It was just another night out in London for Paul McCartney. After attending Brian Epstein’s dinner party to celebrate the completion of Sgt. Pepper’s Lonely Hearts Club Band, the Beatles' bassist hit the town with some buddies. McCartney headed to Soho’s Bag O’Nails club, where he was a regular with his own table. That night, May 15, 1967, Georgie Fame and the Blue Flames were playing.

A little before McCartney showed up, a young photographer by the name of Linda Eastman had been taken to the Bag O’Nails by some of her friends, members of British rockers the Animals. She had become acquainted with rock royalty, such as the Animals, through her work as a shutterbug. What could be loosely described as a career began when she shot the Rolling Stones, followed by her role as the unofficial photographer at New York’s Fillmore East. She would capture rock icons including Jimi Hendrix, the Who, Aretha Franklin, Janis Joplin and many others.

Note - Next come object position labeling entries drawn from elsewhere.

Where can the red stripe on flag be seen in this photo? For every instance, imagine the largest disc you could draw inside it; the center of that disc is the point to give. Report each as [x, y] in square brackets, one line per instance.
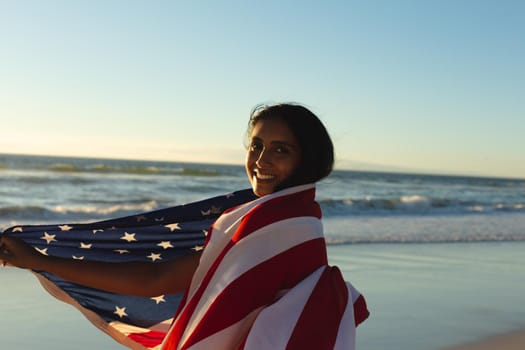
[149, 339]
[277, 209]
[361, 312]
[318, 325]
[254, 288]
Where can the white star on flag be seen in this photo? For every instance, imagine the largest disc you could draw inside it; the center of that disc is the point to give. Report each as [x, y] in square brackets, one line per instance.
[48, 238]
[41, 251]
[159, 299]
[154, 257]
[165, 244]
[120, 311]
[130, 237]
[173, 227]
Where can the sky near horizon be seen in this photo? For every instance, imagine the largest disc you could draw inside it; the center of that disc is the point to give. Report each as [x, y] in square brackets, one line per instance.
[424, 86]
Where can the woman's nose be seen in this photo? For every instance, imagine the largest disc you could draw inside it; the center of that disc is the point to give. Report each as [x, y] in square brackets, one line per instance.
[263, 159]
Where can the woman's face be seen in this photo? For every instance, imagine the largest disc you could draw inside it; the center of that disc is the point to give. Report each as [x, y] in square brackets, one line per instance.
[273, 155]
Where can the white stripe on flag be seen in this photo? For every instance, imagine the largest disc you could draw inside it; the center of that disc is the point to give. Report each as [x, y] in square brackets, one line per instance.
[274, 326]
[261, 247]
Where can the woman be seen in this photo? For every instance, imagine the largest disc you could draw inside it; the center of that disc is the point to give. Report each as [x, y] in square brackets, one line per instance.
[262, 281]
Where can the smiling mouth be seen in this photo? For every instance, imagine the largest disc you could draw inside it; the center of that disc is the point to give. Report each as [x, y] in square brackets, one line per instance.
[260, 176]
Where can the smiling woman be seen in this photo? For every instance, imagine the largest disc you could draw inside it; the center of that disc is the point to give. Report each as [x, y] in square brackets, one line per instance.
[263, 260]
[288, 146]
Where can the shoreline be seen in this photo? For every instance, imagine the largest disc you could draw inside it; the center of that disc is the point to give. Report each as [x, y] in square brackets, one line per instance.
[506, 341]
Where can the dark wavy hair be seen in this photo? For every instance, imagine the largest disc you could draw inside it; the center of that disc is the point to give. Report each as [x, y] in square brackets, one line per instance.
[317, 150]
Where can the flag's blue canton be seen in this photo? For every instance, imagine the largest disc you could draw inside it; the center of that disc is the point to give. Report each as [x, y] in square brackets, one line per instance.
[154, 236]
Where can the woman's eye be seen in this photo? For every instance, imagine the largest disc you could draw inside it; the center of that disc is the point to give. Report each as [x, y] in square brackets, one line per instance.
[255, 147]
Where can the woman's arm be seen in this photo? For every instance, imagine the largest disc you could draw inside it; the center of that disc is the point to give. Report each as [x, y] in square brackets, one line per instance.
[134, 278]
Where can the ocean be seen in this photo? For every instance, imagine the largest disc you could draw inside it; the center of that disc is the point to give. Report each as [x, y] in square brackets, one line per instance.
[441, 259]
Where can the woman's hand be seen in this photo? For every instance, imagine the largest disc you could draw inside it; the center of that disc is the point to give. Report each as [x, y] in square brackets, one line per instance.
[16, 252]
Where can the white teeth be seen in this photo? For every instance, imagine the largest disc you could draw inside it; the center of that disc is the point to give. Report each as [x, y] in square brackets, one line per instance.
[263, 176]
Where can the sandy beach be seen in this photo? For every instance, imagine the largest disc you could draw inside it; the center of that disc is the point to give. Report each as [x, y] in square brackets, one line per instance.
[421, 297]
[509, 341]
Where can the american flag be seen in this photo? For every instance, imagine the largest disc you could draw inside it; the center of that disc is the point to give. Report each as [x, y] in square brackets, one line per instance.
[136, 322]
[263, 282]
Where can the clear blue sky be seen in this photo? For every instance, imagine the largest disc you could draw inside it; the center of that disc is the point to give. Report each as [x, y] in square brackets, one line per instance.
[430, 86]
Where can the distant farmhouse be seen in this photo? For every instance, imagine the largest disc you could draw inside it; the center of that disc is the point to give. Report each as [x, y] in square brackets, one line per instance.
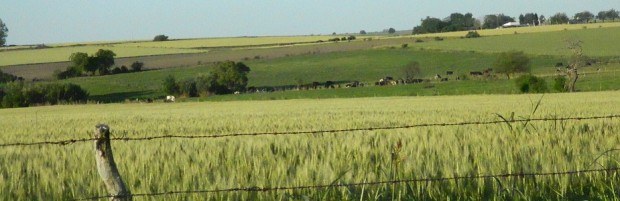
[511, 24]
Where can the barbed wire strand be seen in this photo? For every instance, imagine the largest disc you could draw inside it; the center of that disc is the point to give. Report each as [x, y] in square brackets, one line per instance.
[73, 141]
[267, 189]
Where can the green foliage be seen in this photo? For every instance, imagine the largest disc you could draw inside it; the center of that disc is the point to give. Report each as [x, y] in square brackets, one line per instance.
[19, 94]
[170, 86]
[531, 84]
[6, 77]
[472, 34]
[100, 62]
[559, 83]
[391, 30]
[104, 59]
[559, 18]
[160, 38]
[512, 62]
[454, 22]
[3, 33]
[494, 21]
[228, 77]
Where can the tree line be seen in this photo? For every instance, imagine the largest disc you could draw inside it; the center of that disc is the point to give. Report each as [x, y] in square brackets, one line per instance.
[464, 22]
[99, 63]
[22, 94]
[224, 78]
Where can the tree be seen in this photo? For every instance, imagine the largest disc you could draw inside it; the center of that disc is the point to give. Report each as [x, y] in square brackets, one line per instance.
[559, 18]
[170, 85]
[584, 17]
[494, 21]
[3, 31]
[104, 59]
[160, 38]
[228, 77]
[137, 66]
[411, 71]
[512, 62]
[577, 61]
[391, 30]
[82, 62]
[602, 15]
[612, 14]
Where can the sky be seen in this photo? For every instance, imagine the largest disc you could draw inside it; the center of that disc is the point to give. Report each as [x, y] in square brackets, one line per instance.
[66, 21]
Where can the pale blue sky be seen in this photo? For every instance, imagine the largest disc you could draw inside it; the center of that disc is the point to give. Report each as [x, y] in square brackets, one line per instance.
[57, 21]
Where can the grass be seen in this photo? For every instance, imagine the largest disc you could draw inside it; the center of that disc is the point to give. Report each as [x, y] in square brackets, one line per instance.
[597, 42]
[228, 42]
[522, 30]
[367, 66]
[61, 54]
[68, 172]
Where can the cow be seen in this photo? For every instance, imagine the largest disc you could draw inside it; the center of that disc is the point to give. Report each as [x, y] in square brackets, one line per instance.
[475, 73]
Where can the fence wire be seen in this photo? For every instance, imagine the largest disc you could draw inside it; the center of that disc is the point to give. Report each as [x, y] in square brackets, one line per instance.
[268, 189]
[503, 121]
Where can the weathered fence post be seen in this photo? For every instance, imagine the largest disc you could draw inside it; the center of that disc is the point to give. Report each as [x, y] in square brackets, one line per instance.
[106, 165]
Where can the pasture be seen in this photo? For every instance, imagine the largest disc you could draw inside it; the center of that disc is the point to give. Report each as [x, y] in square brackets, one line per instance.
[52, 172]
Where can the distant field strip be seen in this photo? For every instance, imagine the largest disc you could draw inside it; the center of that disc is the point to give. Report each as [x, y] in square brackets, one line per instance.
[227, 42]
[58, 54]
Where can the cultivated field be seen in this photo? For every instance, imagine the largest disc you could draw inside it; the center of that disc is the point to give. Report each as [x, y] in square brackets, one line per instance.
[52, 172]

But in May 1967, Eastman was in the U.K. because of an assignment to shoot photos for a book titled Rock and Other Four-Letter Words. The American was also there to enjoy the height of swinging London, with its mind-bending substances and free love. As one of the London scene’s pillars, McCartney was enjoying himself too.

During Georgie Fame’s set that night, McCartney remembers that he caught Eastman’s eye. He’s said that he was attracted to her smile.

“The band had finished and [Linda and the Animals] got up to either leave or go for a drink or a pee or something, and she passed our table,” McCartney told Barry Miles in Paul McCartney: Many Years From Now. “I was near the edge and stood up just as she was passing, blocking her exit. And so I said, ‘Oh, sorry. Hi. How are you? How’re you doing?’ I introduced myself, and said, ‘We’re going on to another club after this, would you like to join us?’ That was my big pulling line! Well, I’d never used it before, of course, but it worked this time! It was a fairly slim chance but it worked.”

Down the road, after becoming a family man, McCartney would often make fun of his corniness when telling the story. Apparently being a member of Beatles in 1967 didn’t require one to be too slick with pickup lines. As McCartney said, his line worked and they moved on to the next location, the Speakeasy. Eastman remembered the night not just for meeting her future husband, but for hearing a certain song for the first time.

“I remember everybody at the table heard ‘A Whiter Shade of Pale’ that night for the first time and we all thought, ‘Who is that? Stevie Winwood?’ We all said Stevie,” she told Miles. “The minute that record came out, you just knew you loved it. That’s when we actually met.”

Years later, the McCartneys would consider Procol Harum’s “A Whiter Shade of Pale” to be their song, because of their musical memory. But the night didn’t end at the Speakeasy. McCartney, soon to be 25, welcomed Eastman, soon to turn 26, back to his place under the auspices of showing the photographer his original paintings by the surrealist Rene Magritte. McCartney was impressed that Eastman was also a fan of the Belgian painter. Memories are hazy as to if the pair impressed each other in any other ways that evening.

McCartney and Eastman would meet again a few days later at Epstein’s house in London. Eastman sought to shoot photos of the Beatles for her book and Epstein agreed for her to come to a press party for Sgt. Pepper on May 19. She took more than a few famous shots of the boys, but also had her photo taken – the first picture of the future Mr. and Mrs. McCartney.

But, after that, McCartney and Eastman went their separate ways for a year, with Eastman returning to America, raising her daughter Heather and becoming involved in other romances (even if she declared that McCartney remained whom she was in love with). McCartney even got engaged to longtime girlfriend Jane Asher later in 1967, although many thought it was a desperate attempt to save their romance.

Eastman and McCartney met up again in May 1968 in New York, after which the former Beatles star invited Eastman and her daughter to come to London. A relationship blossomed and the couple married in March 1969.